Something’s not quite right here …
So Rep. Charlie Rangel (D-New York) has walked out of his own ethics trial (he‛s facing 13 House counts of financial and fundraising misconduct) saying that 1) he never meant to defraud; he‛s just been a little sloppy and late when it came to filing financial disclosure forms and paying taxes; and 2) he‛s being treated unfairly and needs time to get a lawyer. (Not that this hasn‛t been going on for a while, but Chuck doesn’t seem to care a whole lot about pesky things like facts . . . )
This got us thinking about other politicians and their defenses and excuses when involved in ethics violations, fraud cases or other allegations of misconduct.

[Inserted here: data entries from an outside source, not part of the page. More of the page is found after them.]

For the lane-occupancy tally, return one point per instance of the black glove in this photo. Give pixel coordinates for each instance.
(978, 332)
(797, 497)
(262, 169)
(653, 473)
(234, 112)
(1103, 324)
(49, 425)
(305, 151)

Herewith the cream of the crop, the politicians who truly deserve to win one of the “I Am Not a Crook” awards for creativity or simply sheer bravado when defending themselves against charges of corruption and the like.
• Best Excuse (municipal): New York City mayor David Dinkins . . .
who, when accused of failing to pay income taxes, found it the perfect moment to split hairs, by explaining (none too helpfully):
“I haven’t committed a crime. What I did was fail to comply with the law.” He added that paying taxes “was one of the things I was always going to take care of, but sometimes I did not have all the funds available or I did not have all the documents or other materials I needed.” (He did eventually pay the back taxes, plus penalties and interest.)
Honorable mention goes to Washington DC mayor Marion Barry who, after being found in a so-called “gentlemen‛s club” (aka strip joint), clarified things by saying, “First, it was not a strip bar, it was an erotic club. And, second, what can I say? I’m a night owl.”
• Best Excuse (national): former Secretary of Housing Henry Cisneros . . .
who was caught lying to the FBI about payments he had made to his mistress. His pithy excuse is a brilliant “lost in the ether” explanation:
“I’ve attributed it to the pressure and confused sort of fog of the moment where I gave an incorrect number.”